Mesmo com alguns anos de existência, há quem diga que o mercado das criptomoedas está apenas começando. Recentemente, uma das criptos mais conhecidas, o Bitcoin, sofreu uma queda histórica de preço, passando a ser alvo de críticas, principalmente por parte de investidores menos experientes.

Na semana passada, o preço do Bitcoin chegou a menos de US$ 20 mil, uma queda realmente histórica. Apesar da aparente perda de força e do aumento da taxa de juros dos Estados Unidos, o preço do Bitcoin voltou a subir. Será que ele está realmente morto?

Gráfico com preço do Bitcoin nos últimos seis meses

O investimento em criptoativos pode não ser adequado para investidores novatos, que podem perder o total do valor investido.

O Bitcoin no contexto mundial

Por ser um ativo digital, o preço Bitcoin não está imune a tudo que acontece no mundo.

Fatores como o aumento do Índice de Preços do Consumidor; a suspensão de todas as retiradas das criptomoedas de grandes plataformas de criptomoedas, como a Celsius Network e a Binance; a alta do preço do petróleo; a guerra na Ucrânia; a inflação generalizada e a cada vez mais alta taxa de juros nos Estados Unidos e na Europa, são alguns exemplos de interferências no valor atribuído à cripto.

É normal que investidores e traders, especialmente aqueles com menos experiência no mercado, questionem o futuro das criptomoedas e tenham receio de realizar aplicações em negócios sujeitos a uma maior volatilidade.

Não se descarta a possibilidade de que ocorram algumas perdas, mas o que se deve ter em mente é que a recessão pode preceder uma nova alta no preço do Bitcoin, o que tornaria este um ótimo momento para comprar BTC e investir em ativos digitais.

No entanto, talvez seja necessária muita paciência diante da possibilidade de se tratar de um investimento a longo prazo. Ainda assim, pode valer a pena!

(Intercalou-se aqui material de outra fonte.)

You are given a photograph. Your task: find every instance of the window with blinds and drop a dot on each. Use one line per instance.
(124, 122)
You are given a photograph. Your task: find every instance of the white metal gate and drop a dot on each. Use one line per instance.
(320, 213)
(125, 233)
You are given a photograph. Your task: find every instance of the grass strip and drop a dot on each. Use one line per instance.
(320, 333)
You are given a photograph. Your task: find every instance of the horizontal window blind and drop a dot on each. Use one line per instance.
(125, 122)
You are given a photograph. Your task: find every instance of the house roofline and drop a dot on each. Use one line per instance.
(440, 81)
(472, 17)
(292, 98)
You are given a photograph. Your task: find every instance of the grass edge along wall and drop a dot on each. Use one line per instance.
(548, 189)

Saiba qual é o melhor momento para comprar BTC

Historicamente falando, costuma ser um bom negócio comprar Bitcoin no momento em que todos acreditam que ele está morto. Mesmo passando por uma espiral descendente, a criptomoeda, que já morreu mais de 40 vezes só no ano de 2021, pode ser um investimento promissor, especialmente para quem pretende acumulá-la em vez de utilizá-la como moeda de troca.

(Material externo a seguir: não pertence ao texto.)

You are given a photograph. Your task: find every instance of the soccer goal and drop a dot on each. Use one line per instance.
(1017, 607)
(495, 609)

Quem investe em ativos digitais por mais tempo, por força da experiência, costuma movimentar seus Bitcoins em períodos como esse, que precedem uma alta ou mesmo um novo ciclo de mercado.

Além disso, durante períodos de recessão, o que se observou foi um aumento da quantidade de carteiras digitais com mais de 10 BTC, algo comum em momentos de baixa de preço e que pode significar que novas pessoas estão entrando no mercado.

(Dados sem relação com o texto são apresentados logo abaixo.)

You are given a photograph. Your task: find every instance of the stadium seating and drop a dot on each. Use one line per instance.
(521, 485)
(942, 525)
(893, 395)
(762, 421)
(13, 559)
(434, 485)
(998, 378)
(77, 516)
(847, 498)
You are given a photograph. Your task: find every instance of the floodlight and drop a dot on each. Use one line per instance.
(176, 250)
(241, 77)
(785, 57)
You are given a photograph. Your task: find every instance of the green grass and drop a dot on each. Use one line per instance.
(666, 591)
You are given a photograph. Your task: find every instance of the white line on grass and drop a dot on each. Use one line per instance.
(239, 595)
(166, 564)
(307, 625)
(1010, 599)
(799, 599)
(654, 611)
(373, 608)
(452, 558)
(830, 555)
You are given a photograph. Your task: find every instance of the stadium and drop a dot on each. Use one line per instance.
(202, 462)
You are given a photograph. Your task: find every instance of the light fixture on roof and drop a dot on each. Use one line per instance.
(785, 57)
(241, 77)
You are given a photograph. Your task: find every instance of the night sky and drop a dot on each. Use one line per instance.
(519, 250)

Nesse período, vale a pena ficar atento à métrica do hashrate — indicador de saúde da rede —, que indica a quantidade de poder computacional utilizado para a mineração de criptomoedas, como o Bitcoin. Isso significa que, quanto maior ou mais difícil de minerar, menos o ativo está sujeito a ataques.

Além disso, o hashrate mostra como está a competição do mercado, já que a dificuldade da rede é ajustada com a quantidade de mineradores.

Hashrate do Bitcoin nos últimos anos

Esse ano, a rede do Bitcoin alcançou patamares históricos no indicador hashrate e segue em ascensão, o que é considerado bastante interessante por especialistas que, dessa forma, pretendem demonstrar que a cripto continua sendo um investimento atrativo e seguro.